Jedną z największych dziecięcych agencji w Polsce jest "Debiut" z Warszawy. W ich ofercie znajdują się dzieci nie tylko ze stolicy, ale także z Poznania, Łodzi, Gdańska, Rzeszowa i Częstochowy. Na ich stronie internetowej czytamy: "Szukamy nowych twarzy i ciekawych osobowości, ponieważ zawsze staramy się "wyprzedzić o jeden krok" zapotrzebowanie rynku reklamowego, który jest niezwykle chłonny".
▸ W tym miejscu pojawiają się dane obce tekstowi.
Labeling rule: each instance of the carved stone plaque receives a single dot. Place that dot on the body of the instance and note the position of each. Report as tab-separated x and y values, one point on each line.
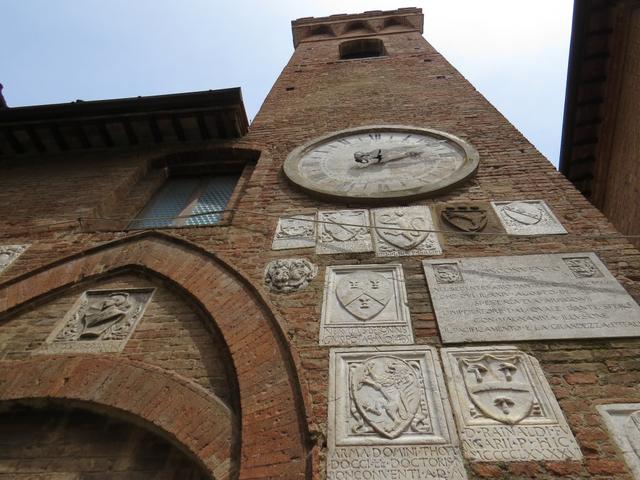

I co najważniejsze, agencja zaznacza: "Nie szukamy wyłącznie osób ładnych. Stawiamy bardziej na jednostki charakterystyczne, wyróżniające się z tłumu, zapamiętywane, o interesującej, niespotykanej urodzie. Ich wygląd często daleko odbiega od ideału. Czasami już jeden szczegół w wyglądzie zewnętrznym (np. wyraziste rysy twarzy, duże oczy, zdrowe włosy) pozwala na zaistnienie w reklamie. Osoby na pierwszy rzut oka niewyróżniające się urodą, mogą stać się bardzo poszukiwanymi modelami".

Choć agencje zapewniają, że przyjmują różne dzieci, większość modeli występujących w reklamach pasuje do stereotypów.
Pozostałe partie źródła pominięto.